Untuk sesaat, Gerrald pun memijit keningnya. Kedua matanya pun ia pejamkan bersamaan dengan ia yang mengembuskan napas kasar. Sejujurnya, Gerrald ingin sekali memarahi gadis itu karena secara tidak langsung, Carissa sudah bersikap kekanak-kanakkan. Dan hal itu, tentu saja tidak disukai oleh Gerrald yang notabene lebih respect pada gadis yang bisa bersikap bijak dan dewasa layaknya mantan kekasihnya dulu.

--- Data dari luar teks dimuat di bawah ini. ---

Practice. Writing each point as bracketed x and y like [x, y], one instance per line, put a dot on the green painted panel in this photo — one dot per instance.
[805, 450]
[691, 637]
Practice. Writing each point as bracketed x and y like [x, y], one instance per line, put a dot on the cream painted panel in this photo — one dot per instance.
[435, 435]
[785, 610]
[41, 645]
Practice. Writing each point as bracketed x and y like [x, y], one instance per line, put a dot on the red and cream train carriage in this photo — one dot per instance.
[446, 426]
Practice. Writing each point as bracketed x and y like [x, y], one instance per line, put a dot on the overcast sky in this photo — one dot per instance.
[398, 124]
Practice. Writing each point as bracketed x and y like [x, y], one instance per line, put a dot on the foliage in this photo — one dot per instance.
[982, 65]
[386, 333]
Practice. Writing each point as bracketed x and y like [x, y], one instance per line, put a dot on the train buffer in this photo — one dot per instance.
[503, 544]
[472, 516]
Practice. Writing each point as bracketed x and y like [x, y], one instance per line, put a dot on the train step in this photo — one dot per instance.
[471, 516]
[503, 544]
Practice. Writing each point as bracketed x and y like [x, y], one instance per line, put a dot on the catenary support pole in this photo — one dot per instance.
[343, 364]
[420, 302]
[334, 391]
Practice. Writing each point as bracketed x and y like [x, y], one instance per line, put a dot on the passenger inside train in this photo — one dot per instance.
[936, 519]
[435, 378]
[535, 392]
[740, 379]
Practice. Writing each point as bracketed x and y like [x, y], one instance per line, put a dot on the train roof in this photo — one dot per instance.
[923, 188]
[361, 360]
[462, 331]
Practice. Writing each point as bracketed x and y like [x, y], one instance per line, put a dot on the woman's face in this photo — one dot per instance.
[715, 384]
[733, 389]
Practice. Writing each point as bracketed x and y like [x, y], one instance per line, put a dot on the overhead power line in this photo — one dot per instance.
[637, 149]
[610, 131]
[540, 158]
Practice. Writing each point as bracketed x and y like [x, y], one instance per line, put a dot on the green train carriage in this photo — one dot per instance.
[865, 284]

Tapi apa yang bisa ia perbuat? Bahkan, Gerrald tidak bisa asal meluapkan kekesalannya pada gadis itu. Walau bagaimana pun, dia sudah mengambil keputusan di hari di mana ia menerima pernyataan cinta Carissa. Seandainya ia mampu menolaknya dulu, mungkin hari ini Gerrald tidak akan repot-repot berada di sini sembari menahan rasa geram yang bercokol di hatinya.
"Aku capek. Aku pulang aja!" tukas Gerrald pada akhirnya.
Lalu tanpa perlu banyak basa-basi lagi, kini cowok itu pun segera bergegas pergi menuju motornya yang terparkir di pekarangan rumah Carissa. Meninggalkan sang gadis yang hanya mampu menatap kepergian Gerrald di tengah rasa bersalahnya yang menyelimuti diri.